Kurze Zusammenfassung all jener Nachrichten, die mir in letzter Zeit die Schuhe ausgezogen haben:

Zunächst ein Interview in der taz zur „Gefährderdatei“. Schockierend wie die Frage, was man getan haben muss, um als „politisch motivierter Gefährder“ zu zählen, beantwortet wurde: „Nichts“. Da frage ich mich, ob all jene, die an politischen Veränderungen interessiert sind, zu „Gefährdern“ werden?
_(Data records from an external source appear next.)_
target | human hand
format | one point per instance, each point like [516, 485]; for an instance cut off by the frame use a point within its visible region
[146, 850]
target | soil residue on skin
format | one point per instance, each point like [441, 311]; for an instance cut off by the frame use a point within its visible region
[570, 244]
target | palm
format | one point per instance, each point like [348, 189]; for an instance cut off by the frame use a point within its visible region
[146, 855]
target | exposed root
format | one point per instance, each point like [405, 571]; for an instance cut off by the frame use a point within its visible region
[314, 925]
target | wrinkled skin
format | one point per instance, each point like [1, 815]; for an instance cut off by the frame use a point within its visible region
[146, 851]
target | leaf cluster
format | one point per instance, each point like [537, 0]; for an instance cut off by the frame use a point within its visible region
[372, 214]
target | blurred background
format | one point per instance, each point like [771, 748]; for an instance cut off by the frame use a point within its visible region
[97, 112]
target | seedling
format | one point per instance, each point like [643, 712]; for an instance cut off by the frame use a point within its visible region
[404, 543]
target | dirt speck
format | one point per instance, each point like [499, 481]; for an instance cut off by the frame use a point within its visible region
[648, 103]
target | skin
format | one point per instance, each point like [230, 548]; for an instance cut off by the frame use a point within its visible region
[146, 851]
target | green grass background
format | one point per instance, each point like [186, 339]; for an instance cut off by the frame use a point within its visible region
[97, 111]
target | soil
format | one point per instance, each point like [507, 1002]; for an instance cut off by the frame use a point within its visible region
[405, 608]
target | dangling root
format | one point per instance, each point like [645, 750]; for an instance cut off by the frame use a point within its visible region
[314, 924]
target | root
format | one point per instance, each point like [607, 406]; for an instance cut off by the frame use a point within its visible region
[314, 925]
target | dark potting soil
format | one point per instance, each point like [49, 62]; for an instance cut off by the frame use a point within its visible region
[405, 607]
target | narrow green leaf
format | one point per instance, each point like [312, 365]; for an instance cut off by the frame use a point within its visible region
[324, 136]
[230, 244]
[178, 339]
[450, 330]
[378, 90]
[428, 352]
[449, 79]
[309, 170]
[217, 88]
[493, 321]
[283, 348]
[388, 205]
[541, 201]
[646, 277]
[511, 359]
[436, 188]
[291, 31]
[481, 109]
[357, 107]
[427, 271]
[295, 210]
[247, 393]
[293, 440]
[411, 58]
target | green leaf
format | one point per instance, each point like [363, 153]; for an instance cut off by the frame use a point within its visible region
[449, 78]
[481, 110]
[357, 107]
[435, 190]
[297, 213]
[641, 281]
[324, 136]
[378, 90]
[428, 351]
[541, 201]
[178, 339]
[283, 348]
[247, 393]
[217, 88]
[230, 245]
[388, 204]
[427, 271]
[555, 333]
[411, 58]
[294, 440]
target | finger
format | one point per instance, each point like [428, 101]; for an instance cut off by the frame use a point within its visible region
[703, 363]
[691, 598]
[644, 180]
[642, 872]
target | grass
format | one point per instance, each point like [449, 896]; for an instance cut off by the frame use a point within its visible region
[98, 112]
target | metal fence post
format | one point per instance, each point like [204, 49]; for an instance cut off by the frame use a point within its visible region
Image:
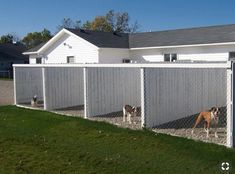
[142, 88]
[232, 120]
[230, 108]
[44, 88]
[85, 82]
[14, 80]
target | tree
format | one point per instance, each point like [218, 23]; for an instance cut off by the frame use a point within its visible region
[35, 38]
[8, 38]
[100, 24]
[69, 23]
[111, 22]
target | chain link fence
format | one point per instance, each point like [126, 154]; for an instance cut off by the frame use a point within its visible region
[166, 98]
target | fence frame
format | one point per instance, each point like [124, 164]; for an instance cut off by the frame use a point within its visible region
[230, 85]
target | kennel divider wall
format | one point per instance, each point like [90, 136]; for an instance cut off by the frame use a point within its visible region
[174, 93]
[63, 87]
[28, 82]
[110, 88]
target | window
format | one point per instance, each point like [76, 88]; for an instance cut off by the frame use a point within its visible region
[231, 55]
[126, 61]
[38, 60]
[70, 59]
[170, 57]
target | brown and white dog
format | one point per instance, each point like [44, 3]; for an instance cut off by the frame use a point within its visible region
[129, 111]
[210, 117]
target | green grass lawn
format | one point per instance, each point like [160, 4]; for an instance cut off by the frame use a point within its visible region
[42, 142]
[6, 79]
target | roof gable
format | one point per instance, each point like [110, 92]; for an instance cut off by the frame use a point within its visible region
[12, 50]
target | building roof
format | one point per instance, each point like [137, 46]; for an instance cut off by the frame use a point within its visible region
[34, 49]
[190, 36]
[103, 39]
[10, 50]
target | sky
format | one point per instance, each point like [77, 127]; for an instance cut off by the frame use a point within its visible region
[20, 17]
Dabei lebt doch Demokratie genau davon, dass Leute etwas bewegen wollen.

Auch in der taz eine kurze Zusammenfassung der rassistischen Äußerungen Sarrazins. Wenn einer Begriffe wie Bildung und Intelligenz synonym verwendet, mal eben über die strittige Frage, ob hier überhaupt von Vererbung gesprochen werden kann, mit pseudo-konkreten Prozentangaben hinwegbürstet und letztlich noch über gesellschaftliche Zusammenhänge spricht, als gäbe es hier eine davon zu trennende „Natürlichkeit“, die sich da hintenrum durchsetze, wie kann es sein, dass so jemand dafür keine Konsequenzen hinnehmen muss?

Wenn ich von irgendeinem Thema gar keine Ahnung habe und das schnell ändern möchte, lese ich gern den Spiegelfechter. Das war auch zur Frage Wulff vs. Gauck sehr fruchtbar.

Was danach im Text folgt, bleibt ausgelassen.